Clarification: This story has been updated to provide additional information about states’ preregistration requirements for youth under 18.
Most states have recruited schools into the effort to raise youth voter turnout: More than half allow or require high schools to provide voter registration forms or do outreach to students.
But a new analysis finds that not all districts comply with these policies—and that the districts that don’t meet their states’ requirements have lower levels of young people registered to vote.
The report is a joint study from the Fair Elections Center, a voting rights organization, and The Civics Center, an advocacy group that works on youth voter registration.
The groups examined a sample of districts in Georgia and North Carolina, two states that require schools to provide students with voter registration forms. Georgia also requires schools to give students an opportunity to register to vote at school.
But the report’s authors found that compliance with these laws varied widely. Some of the district leaders the researchers contacted didn’t know the requirements even existed, said Vicki Shapiro, the director of special initiatives for The Civics Center, and one of the authors of the report.
School systems that did provide these opportunities to students, though, saw better outcomes: Districts in the sample that fully complied with the law had higher rates of eligible students registered than districts that didn’t follow these mandates.
Over the past few years, more states have changed their voting laws to allow for earlier preregistration. In all but one state, high school students can register to vote before they turn 18—though in some states, it’s required that students be 18 by the next election in order to register. As Education Week has reported, these efforts are intended to grow the number of young voters, closing the generational gap that exists at the polls.
But just because students are able to register to vote doesn’t mean they know how to begin that process, Shapiro said. Survey data from the Knight Foundation found that 18-24-year-olds were more likely than nonvoters of all ages to say that they hadn’t registered because it was too complicated.
The past few years have added additional hurdles: An analysis from the Brennan Center for Justice finds that, since 2021, lawmakers have passed measures that restrict access to voting in 21 states. In advance of the midterm elections next month, voter registration among 18- and 19-year-olds is down compared with November 2018.
Schools are ideal places to spread awareness of the process and give young voters accurate information, said Mike Burns, national director for Campus Vote Project at the Fair Elections Center.
Social studies classes offer built-in opportunities to educate kids about the voting process, and schools reach a wide swath of youth in a community compared with other registration touchpoints, like motor vehicle departments—not all teenagers will get a driver’s license.
But educators say there’s a lack of infrastructure to make these registration laws as effective as they could be.
In Texas, for example, the state requires that high school principals provide voter registration cards to eligible students. But there’s generally not much guidance provided to principals about how to get these programs off the ground, said Chassidy Olainu-Alade, the coordinator for community and civic engagement in the Fort Bend school district.
“There’s no system to support it, and that’s commonplace” for mandates handed down to K-12 schools, she said.

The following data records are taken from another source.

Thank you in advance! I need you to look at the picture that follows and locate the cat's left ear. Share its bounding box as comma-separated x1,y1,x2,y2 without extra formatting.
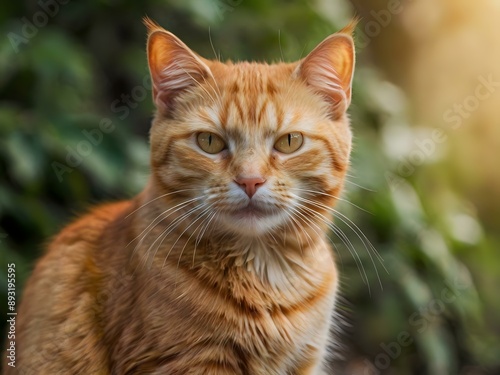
294,21,356,118
144,18,212,114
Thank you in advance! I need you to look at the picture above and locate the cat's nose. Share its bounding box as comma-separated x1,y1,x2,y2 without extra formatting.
234,176,266,198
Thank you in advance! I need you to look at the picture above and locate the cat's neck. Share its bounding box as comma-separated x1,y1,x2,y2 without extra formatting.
131,184,332,290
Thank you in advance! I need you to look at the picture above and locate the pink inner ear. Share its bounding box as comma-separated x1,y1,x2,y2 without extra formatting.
148,30,211,113
298,34,354,117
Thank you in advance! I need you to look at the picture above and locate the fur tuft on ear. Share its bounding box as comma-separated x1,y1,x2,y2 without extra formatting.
294,20,357,118
144,18,212,114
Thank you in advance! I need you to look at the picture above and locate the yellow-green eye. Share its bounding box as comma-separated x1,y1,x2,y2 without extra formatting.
274,133,304,154
197,132,226,154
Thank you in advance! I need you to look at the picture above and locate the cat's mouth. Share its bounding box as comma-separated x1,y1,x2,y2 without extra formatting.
231,201,275,219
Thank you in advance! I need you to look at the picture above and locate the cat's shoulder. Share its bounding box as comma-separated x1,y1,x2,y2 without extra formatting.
51,201,132,246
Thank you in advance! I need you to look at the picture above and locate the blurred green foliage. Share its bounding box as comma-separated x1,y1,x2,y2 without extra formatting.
0,0,500,375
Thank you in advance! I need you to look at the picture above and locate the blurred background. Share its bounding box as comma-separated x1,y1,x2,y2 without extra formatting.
0,0,500,375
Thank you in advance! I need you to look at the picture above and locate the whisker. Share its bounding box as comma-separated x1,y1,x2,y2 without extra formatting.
296,196,389,289
289,188,373,215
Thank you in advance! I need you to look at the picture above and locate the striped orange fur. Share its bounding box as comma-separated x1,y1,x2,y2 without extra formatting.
8,20,360,375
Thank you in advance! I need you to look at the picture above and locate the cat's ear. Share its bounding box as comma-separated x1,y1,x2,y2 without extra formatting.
294,21,356,118
144,18,212,114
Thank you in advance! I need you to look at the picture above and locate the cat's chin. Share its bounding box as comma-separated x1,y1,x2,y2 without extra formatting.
222,205,283,235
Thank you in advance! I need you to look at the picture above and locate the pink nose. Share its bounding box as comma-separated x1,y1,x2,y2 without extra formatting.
234,177,266,198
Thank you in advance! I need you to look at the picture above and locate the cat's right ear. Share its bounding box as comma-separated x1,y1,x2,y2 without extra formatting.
144,18,212,114
294,20,357,118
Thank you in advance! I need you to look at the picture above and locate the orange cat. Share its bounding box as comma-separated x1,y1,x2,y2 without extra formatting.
4,21,354,375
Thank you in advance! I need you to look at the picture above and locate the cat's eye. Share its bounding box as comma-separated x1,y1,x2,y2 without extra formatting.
196,132,226,154
274,132,304,154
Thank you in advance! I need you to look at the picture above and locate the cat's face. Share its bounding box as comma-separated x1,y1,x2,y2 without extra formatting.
145,19,353,235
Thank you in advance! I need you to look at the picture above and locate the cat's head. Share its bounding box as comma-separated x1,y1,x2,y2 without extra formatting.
146,21,354,235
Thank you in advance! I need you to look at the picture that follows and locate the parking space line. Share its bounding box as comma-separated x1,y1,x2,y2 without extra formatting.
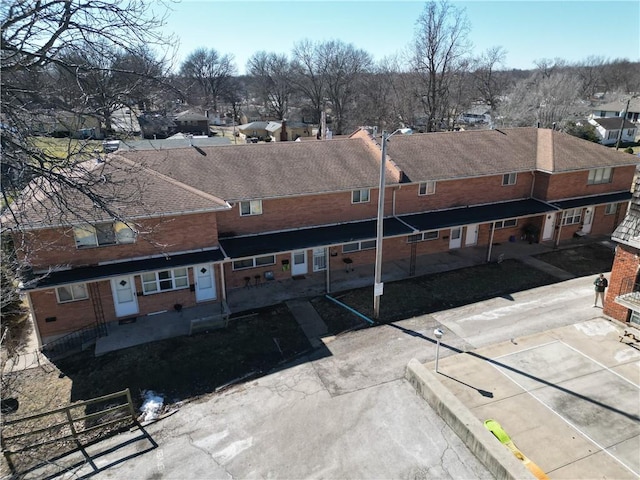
492,340,640,476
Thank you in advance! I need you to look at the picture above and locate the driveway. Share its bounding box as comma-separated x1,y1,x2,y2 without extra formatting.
53,277,640,479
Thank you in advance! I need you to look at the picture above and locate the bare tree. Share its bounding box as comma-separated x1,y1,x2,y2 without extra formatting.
412,0,470,131
473,46,507,110
180,48,237,112
292,40,327,123
0,0,175,354
318,40,373,135
247,51,293,120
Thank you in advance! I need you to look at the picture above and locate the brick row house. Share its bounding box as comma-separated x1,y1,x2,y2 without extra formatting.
12,128,636,344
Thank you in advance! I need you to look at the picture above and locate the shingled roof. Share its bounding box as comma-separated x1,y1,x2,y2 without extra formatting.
611,177,640,249
123,139,388,201
380,127,637,182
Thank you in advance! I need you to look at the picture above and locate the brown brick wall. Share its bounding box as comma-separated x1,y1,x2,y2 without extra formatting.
218,188,384,236
30,268,221,342
535,166,635,200
23,213,218,270
604,245,640,322
395,173,532,215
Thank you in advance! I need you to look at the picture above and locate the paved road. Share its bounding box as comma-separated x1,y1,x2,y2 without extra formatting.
58,277,601,479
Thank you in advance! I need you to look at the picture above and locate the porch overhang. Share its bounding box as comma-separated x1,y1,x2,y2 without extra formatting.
549,192,631,210
219,217,413,259
21,248,224,291
399,198,557,232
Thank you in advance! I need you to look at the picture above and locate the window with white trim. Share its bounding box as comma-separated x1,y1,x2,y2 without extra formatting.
502,173,518,186
342,240,376,253
418,180,436,195
240,200,262,217
407,230,440,243
56,283,89,303
495,218,518,230
73,222,136,248
351,188,370,203
233,255,276,270
562,208,582,225
587,167,613,185
142,267,189,295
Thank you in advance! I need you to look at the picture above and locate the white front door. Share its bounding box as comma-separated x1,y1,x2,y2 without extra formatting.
582,207,593,233
291,250,307,277
111,277,138,317
449,227,462,248
313,248,327,272
464,223,478,247
542,213,556,240
193,263,216,302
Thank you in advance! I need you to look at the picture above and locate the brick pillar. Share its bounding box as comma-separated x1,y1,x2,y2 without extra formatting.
604,244,640,322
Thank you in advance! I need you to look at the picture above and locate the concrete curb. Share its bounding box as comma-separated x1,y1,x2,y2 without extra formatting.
405,358,536,480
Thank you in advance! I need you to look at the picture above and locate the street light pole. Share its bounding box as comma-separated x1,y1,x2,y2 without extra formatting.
373,128,412,320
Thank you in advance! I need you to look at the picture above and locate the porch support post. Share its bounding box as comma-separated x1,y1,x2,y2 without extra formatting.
324,247,331,293
487,222,496,263
220,262,227,302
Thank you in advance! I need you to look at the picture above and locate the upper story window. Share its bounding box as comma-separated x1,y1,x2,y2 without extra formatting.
418,180,436,195
73,222,136,248
562,208,582,225
240,200,262,217
502,173,518,185
587,167,613,185
407,230,440,243
342,240,376,253
233,255,276,270
495,218,518,229
604,203,618,215
351,188,369,203
142,267,189,295
56,283,89,303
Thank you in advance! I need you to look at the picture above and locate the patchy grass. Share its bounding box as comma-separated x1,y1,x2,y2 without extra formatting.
312,260,558,326
535,243,615,277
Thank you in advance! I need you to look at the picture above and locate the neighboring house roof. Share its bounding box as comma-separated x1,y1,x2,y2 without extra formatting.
175,111,209,122
593,98,640,112
11,154,229,229
237,122,271,130
591,117,637,130
387,127,637,182
123,139,388,201
611,176,640,249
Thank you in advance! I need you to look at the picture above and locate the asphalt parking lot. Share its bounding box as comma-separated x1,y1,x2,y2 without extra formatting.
425,315,640,479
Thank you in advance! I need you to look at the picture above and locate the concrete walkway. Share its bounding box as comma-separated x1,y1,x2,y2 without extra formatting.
286,300,329,348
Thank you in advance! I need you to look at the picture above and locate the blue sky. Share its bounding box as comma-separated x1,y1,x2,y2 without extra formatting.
160,0,640,73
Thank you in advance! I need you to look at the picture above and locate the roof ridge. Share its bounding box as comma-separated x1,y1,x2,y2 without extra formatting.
120,157,231,208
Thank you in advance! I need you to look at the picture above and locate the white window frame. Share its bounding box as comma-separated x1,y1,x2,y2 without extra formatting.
418,180,436,196
502,172,518,187
238,200,262,217
494,218,518,230
562,207,582,225
587,167,613,185
342,240,376,253
73,222,137,249
351,188,371,203
56,283,89,303
231,255,276,271
407,230,440,243
140,267,189,295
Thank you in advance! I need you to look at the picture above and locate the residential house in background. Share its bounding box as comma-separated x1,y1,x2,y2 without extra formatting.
173,111,210,136
12,128,637,352
589,117,638,145
589,97,640,123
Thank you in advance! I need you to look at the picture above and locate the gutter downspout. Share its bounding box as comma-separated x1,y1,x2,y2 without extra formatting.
487,222,496,263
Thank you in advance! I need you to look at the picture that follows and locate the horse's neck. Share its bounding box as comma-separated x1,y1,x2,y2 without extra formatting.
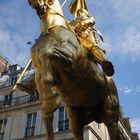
41,0,67,34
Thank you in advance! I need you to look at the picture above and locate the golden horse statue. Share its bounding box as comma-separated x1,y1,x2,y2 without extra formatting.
28,0,119,140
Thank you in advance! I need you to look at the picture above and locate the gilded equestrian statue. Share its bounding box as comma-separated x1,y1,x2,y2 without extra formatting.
28,0,119,140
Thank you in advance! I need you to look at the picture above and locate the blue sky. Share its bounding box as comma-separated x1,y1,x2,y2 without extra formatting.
0,0,140,135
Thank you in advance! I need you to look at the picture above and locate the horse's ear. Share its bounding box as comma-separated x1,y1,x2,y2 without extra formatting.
44,0,55,5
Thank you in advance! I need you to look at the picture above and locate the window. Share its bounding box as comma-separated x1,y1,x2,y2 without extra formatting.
25,112,36,137
58,107,69,131
10,76,17,85
4,94,13,107
0,120,7,140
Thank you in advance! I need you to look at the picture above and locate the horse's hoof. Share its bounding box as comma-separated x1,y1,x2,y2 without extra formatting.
102,60,115,76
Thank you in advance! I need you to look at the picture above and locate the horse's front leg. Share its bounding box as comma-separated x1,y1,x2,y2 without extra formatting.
66,105,84,140
41,53,61,140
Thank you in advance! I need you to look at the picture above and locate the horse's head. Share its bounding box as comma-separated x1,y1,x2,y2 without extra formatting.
28,0,55,17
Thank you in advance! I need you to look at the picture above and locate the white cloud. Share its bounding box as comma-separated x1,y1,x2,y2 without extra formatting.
88,0,140,62
118,85,140,96
113,27,140,61
0,0,39,66
130,118,140,137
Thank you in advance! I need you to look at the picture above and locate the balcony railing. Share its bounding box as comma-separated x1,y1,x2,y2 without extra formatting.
0,95,39,109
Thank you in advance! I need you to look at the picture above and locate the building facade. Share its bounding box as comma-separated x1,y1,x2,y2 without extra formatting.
0,65,138,140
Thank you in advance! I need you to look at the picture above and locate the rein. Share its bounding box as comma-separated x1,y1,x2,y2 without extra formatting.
45,0,76,35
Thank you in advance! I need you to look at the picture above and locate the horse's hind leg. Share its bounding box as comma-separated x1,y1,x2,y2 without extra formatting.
66,106,84,140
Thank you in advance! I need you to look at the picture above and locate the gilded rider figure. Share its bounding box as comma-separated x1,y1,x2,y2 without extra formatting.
70,1,114,76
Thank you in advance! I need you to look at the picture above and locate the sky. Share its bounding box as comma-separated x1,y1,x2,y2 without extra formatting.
0,0,140,136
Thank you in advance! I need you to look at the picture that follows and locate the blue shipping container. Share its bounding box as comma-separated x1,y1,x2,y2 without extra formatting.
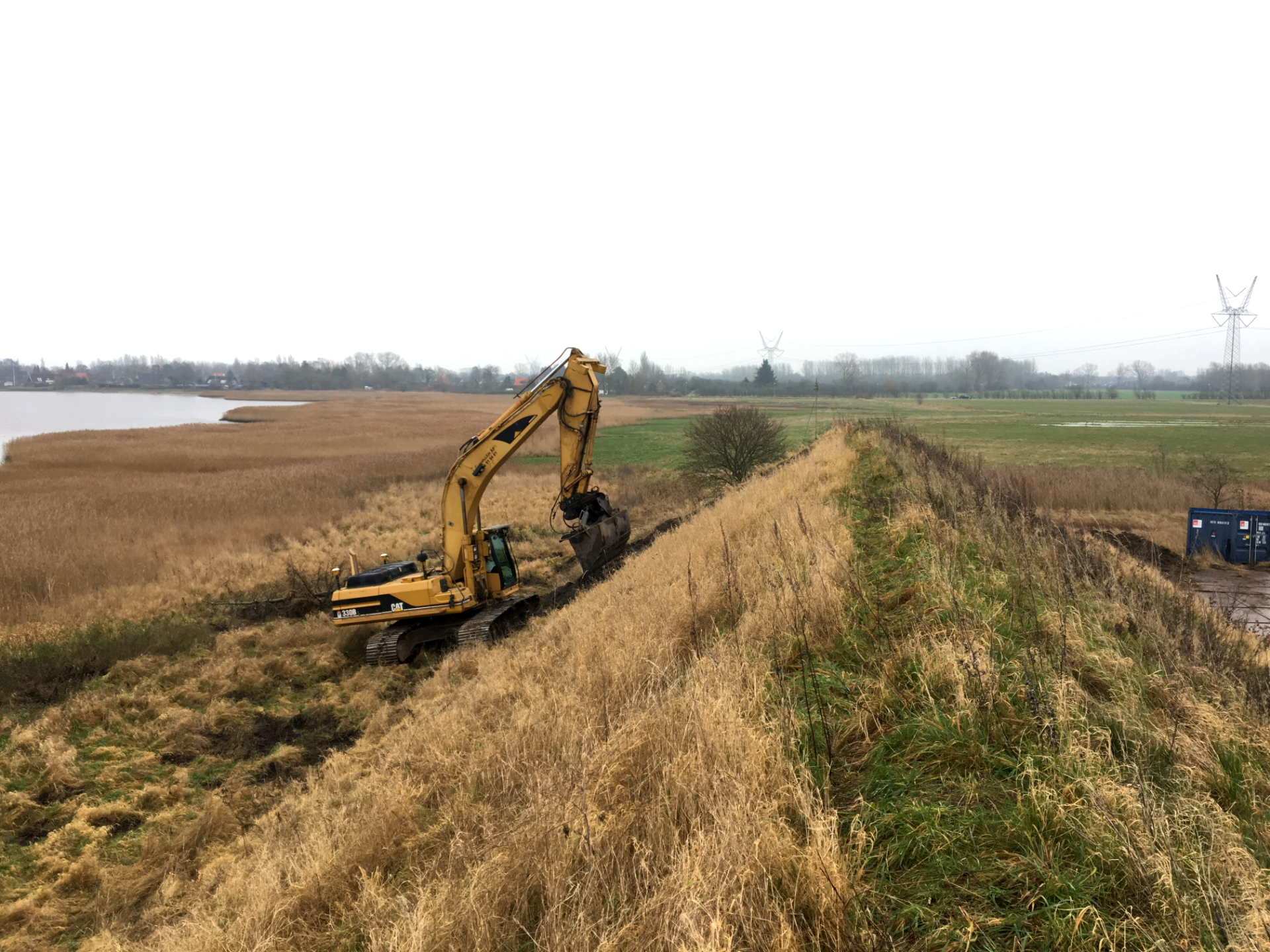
1226,510,1270,565
1186,509,1238,561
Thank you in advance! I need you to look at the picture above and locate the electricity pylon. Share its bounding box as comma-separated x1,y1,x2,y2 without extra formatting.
1213,274,1257,405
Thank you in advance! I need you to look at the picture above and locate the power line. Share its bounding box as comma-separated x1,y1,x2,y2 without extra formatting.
1011,327,1218,360
791,301,1205,349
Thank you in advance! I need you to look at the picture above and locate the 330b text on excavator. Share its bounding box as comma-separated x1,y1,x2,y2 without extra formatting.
331,348,631,664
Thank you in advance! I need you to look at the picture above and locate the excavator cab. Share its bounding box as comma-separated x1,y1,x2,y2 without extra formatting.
485,524,521,592
331,348,631,664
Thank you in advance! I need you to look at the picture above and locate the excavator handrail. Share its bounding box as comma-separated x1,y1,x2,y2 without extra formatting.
513,346,573,403
441,348,606,581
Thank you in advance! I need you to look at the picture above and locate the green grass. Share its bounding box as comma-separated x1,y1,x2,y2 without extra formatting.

Schools need support for successful voter registration initiatives, educators say
To conduct this analysis, the report’s authors selected a sample of districts that would be representative of each state’s geographic diversity—including urban, rural, and suburban school systems—and racial diversity. They filed public records requests with the districts for their voter registration plans and cross-referenced those with publicly available voter registration files for the geographic area served by each district.
They found that districts that were in compliance with their state’s law were more likely to have higher percentages of registered youth voters. In Georgia, for example, most districts in the sample that had a youth voter registration plan had 18-year-olds’ registration rates hovering around 40 percent. Districts that had no plan trended about 10 to 20 percentage points lower.
Shapiro analyzed whether other factors, like median household income or spending per pupil, could have accounted for some of these differences. There was a slight correlation with median household income in North Carolina districts, but overall, “the biggest indicator [for registration trends] was district leadership on this issue,” Shapiro said.
In many states—including Georgia, North Carolina, and Texas—the responsibility to make voter registration forms available rests with individual schools. Districts aren’t required to have a centralized plan—but doing so can make a big difference, said Olainu-Alade.
When she started working on youth voter registration issues in the district in 2016, she looked up high schools in Fort Bend on a map created by the Texas Civil Rights Project, which tracked compliance with the state law. (The project has since been discontinued, but in 2019, it found that only 34 percent of counties met state requirements to provide voter registration cards.)
“I remember coming across that map and freaking out,” Olainu-Alade said, because only a few of the district’s 11 campuses were in compliance.
Since then, she’s created a centralized system for recording school-level voter registration plans, started an annual training for principals, and developed a districtwide messaging campaign. But not every Texas school district has a staff position like hers—and in many cases, ensuring schools are following the law falls to a district’s social studies coordinator as an extra duty, Olainu-Alade said.
More awareness and support for schools could likely boost registration rates through these initiatives, said Burns, of the Fair Elections Center. “The solution is there in front of us; we’re just not investing in it.”